Text Shapes or Cells

If you look in the Project Browser tree, you'll notice a node called a 'Text Shape.' In Reporting, the Text Shape is often called a 'cell.' For the sake of clarity, we will refer to them as 'cells.'

Each section (i.e., Table, Rows, and Text Shapes), when selected, has its own unique properties (shown below), along with some common basic properties that appear in the Properties tab of the Property Inspector. Refer to the Table page in the Appendix for a complete list of all Table properties.



Column Count vs Column Count

When modifying properties on a section of the Table, always pay attention to which section you selected. Some property names on one section may look similar to properties on a different section. For example, Table Rows have a Column Count property that adds a new column to the row, but the Table Body section also has a Column Count property that will cause the same table to spill out horizontally on the same page causing some of the data to be rendered on an unprintable area of the report!

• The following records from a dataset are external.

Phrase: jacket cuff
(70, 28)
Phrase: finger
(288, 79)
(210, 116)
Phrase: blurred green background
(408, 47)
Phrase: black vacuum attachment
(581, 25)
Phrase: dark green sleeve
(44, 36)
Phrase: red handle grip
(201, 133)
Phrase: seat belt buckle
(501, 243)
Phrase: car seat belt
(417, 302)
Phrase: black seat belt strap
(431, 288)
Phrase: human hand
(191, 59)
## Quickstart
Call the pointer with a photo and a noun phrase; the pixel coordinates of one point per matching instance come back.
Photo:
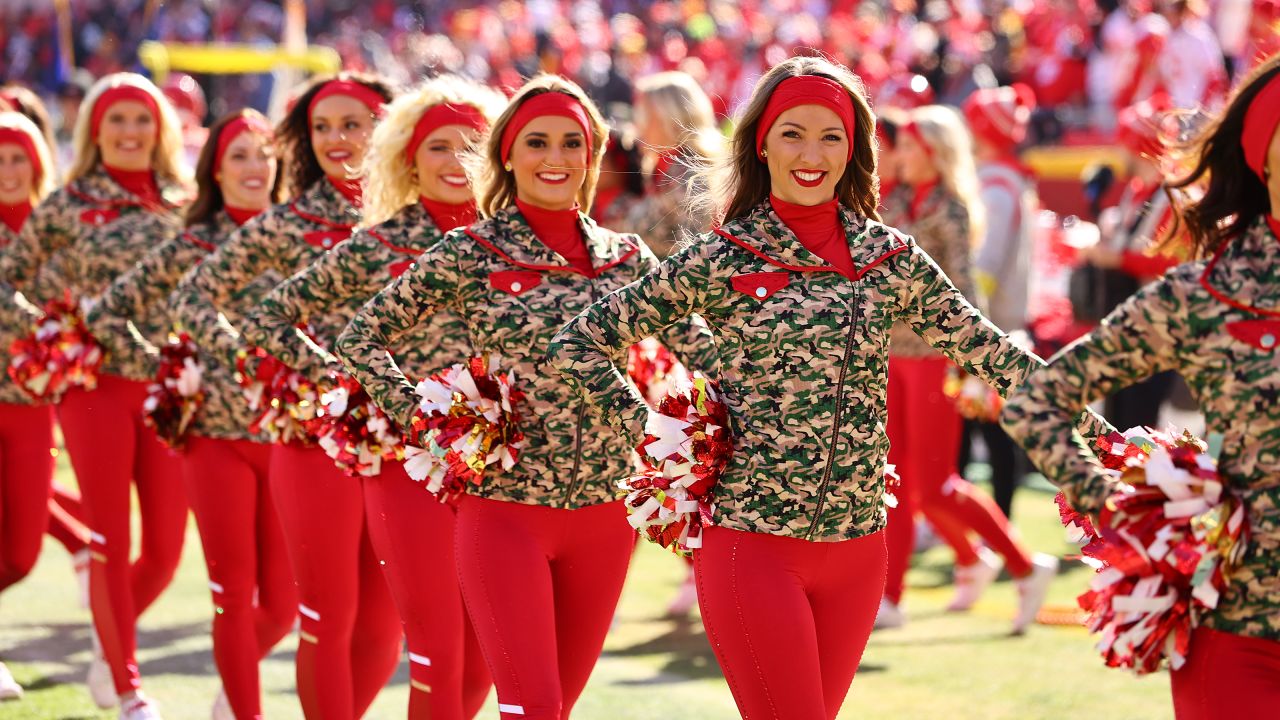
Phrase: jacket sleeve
(589, 350)
(365, 347)
(211, 285)
(132, 294)
(333, 279)
(1137, 340)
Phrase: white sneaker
(9, 688)
(1032, 589)
(972, 580)
(222, 706)
(685, 600)
(138, 707)
(80, 565)
(101, 687)
(888, 615)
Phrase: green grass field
(938, 666)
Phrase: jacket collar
(408, 232)
(324, 205)
(97, 187)
(510, 236)
(1246, 272)
(764, 235)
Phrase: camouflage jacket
(14, 323)
(513, 294)
(1216, 323)
(337, 285)
(82, 237)
(941, 228)
(145, 291)
(803, 355)
(283, 240)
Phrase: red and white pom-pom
(974, 399)
(177, 395)
(466, 422)
(353, 431)
(654, 370)
(287, 404)
(56, 355)
(1162, 547)
(684, 454)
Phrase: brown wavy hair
(496, 186)
(209, 194)
(740, 182)
(1233, 196)
(293, 132)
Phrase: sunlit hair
(1228, 196)
(494, 186)
(293, 132)
(45, 180)
(740, 181)
(951, 151)
(209, 190)
(168, 160)
(389, 178)
(685, 112)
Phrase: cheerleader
(800, 287)
(1215, 322)
(350, 639)
(224, 465)
(26, 428)
(119, 201)
(415, 191)
(543, 548)
(936, 201)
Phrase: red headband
(914, 131)
(122, 94)
(807, 90)
(1260, 126)
(23, 140)
(439, 115)
(232, 130)
(366, 95)
(552, 103)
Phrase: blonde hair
(685, 112)
(496, 186)
(951, 151)
(740, 181)
(167, 159)
(46, 177)
(389, 178)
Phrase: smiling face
(807, 153)
(339, 132)
(247, 172)
(549, 162)
(439, 173)
(17, 174)
(127, 136)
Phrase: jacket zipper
(837, 415)
(577, 436)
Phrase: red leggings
(109, 447)
(412, 536)
(255, 600)
(542, 586)
(926, 431)
(26, 477)
(67, 516)
(350, 637)
(1228, 675)
(789, 619)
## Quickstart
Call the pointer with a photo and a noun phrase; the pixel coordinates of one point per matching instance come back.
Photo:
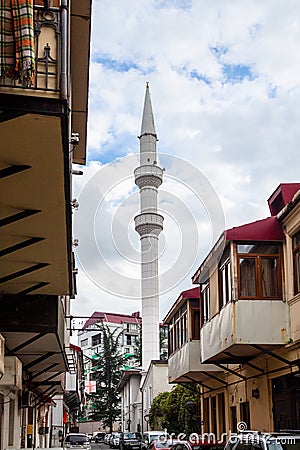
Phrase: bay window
(259, 272)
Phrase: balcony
(147, 223)
(242, 329)
(185, 366)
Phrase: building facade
(240, 339)
(43, 122)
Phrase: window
(130, 340)
(195, 324)
(178, 330)
(296, 253)
(84, 342)
(259, 270)
(225, 283)
(96, 339)
(206, 300)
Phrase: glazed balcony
(184, 365)
(242, 329)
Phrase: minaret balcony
(148, 223)
(148, 175)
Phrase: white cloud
(239, 130)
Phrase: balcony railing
(50, 63)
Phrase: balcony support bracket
(226, 369)
(268, 352)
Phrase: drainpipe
(64, 50)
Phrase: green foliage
(107, 370)
(178, 411)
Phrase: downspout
(64, 50)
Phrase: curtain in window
(17, 40)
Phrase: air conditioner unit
(12, 377)
(2, 340)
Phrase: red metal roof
(283, 194)
(98, 316)
(261, 230)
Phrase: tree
(178, 411)
(107, 368)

When you first drag a table into the Design panel of your report, the Configure Table tab will appear in the Property Inspector. You will see that it has a default Data Key of "Objects", which matches the Details row in the table. The first step when configuring your table is to drag your Datasource from the Key Browser to the Data Key field in the Configure Table tab. Changing the Data Key will also change the label on the Details row making it easier to determine what you are looking at when editing multiple tables or Groupings.  Depending on how you want to present your data, you may also want to add Header and Summary Rows.



Once you add a Data Key to your table, you can start designing. There are many tools built into the Table interface that you can use to help you layout and organize the data in your table. Now all you need to do is decide how you want to organize and display your data in your report.

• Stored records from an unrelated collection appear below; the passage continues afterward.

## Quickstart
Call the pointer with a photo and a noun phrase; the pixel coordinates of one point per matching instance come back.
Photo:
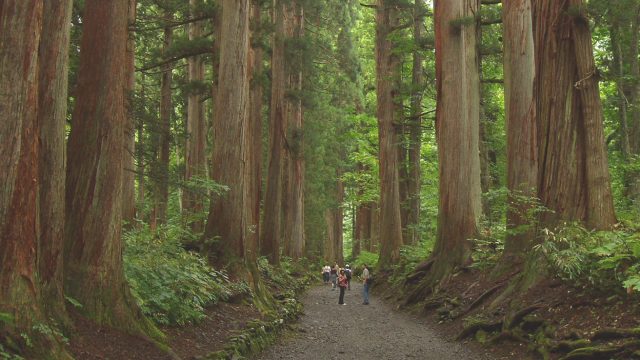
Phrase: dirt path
(355, 331)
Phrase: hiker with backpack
(347, 273)
(366, 281)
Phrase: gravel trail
(355, 331)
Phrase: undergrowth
(171, 285)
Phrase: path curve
(355, 331)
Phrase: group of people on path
(341, 278)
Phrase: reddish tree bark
(129, 176)
(522, 156)
(573, 178)
(271, 232)
(94, 273)
(232, 141)
(52, 114)
(457, 126)
(195, 158)
(386, 74)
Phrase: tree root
(613, 334)
(480, 299)
(603, 352)
(567, 346)
(488, 326)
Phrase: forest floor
(553, 314)
(356, 331)
(222, 321)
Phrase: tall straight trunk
(20, 28)
(374, 240)
(330, 242)
(166, 111)
(140, 153)
(129, 176)
(633, 190)
(270, 241)
(52, 114)
(338, 228)
(232, 141)
(415, 130)
(195, 158)
(255, 119)
(386, 74)
(294, 218)
(618, 69)
(94, 272)
(522, 157)
(457, 127)
(573, 178)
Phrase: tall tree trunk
(415, 130)
(270, 242)
(457, 118)
(52, 115)
(94, 273)
(195, 158)
(255, 119)
(618, 69)
(20, 29)
(522, 157)
(232, 144)
(633, 191)
(166, 111)
(129, 176)
(294, 218)
(386, 73)
(330, 243)
(140, 152)
(338, 223)
(573, 178)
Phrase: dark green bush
(172, 285)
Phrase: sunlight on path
(355, 331)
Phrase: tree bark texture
(522, 154)
(230, 215)
(457, 127)
(20, 28)
(255, 119)
(129, 175)
(415, 130)
(386, 66)
(94, 273)
(195, 158)
(573, 178)
(52, 114)
(271, 232)
(161, 176)
(294, 218)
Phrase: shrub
(171, 285)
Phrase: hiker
(366, 281)
(348, 273)
(342, 284)
(334, 276)
(326, 271)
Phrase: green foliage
(368, 258)
(171, 285)
(603, 260)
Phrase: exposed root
(604, 352)
(613, 334)
(488, 326)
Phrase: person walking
(326, 270)
(348, 274)
(342, 284)
(334, 277)
(366, 281)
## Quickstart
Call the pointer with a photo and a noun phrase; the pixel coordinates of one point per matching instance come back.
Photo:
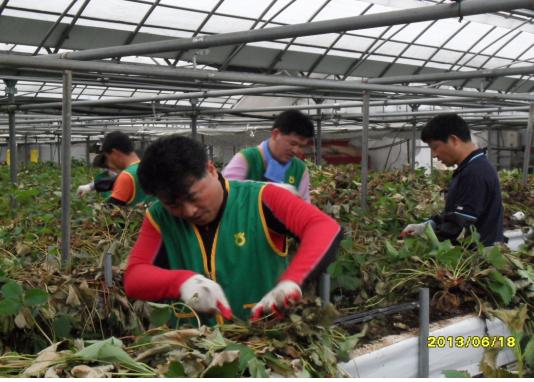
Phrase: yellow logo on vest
(240, 239)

If you have a lot of tabular data, you probably want to use a Standard row. You might start by simply dragging your Data Keys from the Key Browser to columns in your Details row. Then, you might give each Header column a label. If you have a bunch of numbers you want to 'total,' you can create a Summary row using the 'total' built-in key. Lastly, you might want to make some cosmetic changes to the font size, font color, changing the Header row from structured to unstructured so you can add an image, chart, and much more. The design possibilities are endless!

The following example shows the basic anatomy of a table with data populated in the Header, Details, and Summary rows. Once your finished designing your report, go to the Preview panel and check your results. You can continue to go navigate between the Design and the Preview panel making changes until you get your report just right!


 

 

Table Rows

Charts Inside of Tables

Grouping Data Inside Tables

Table Groups

Other Table Components

There are a few other tables in the Report Module, and they all behave a little differently than the report table.

  • Simple Table - a basic table that has a set number of rows and columns that you can put static or dynamic values. You cannot use keys from a dataset in this table.
  • Labels - primarily used for printing sticker labels for inventory tracking or other systems. These reports are usually sent to a printer.
  • CrossTab -  a table used for displaying data with two groupings (i.e., machine_name and downtime_entry) to correlate data. This table will stretch both its height and width to accommodate the underlying dataset.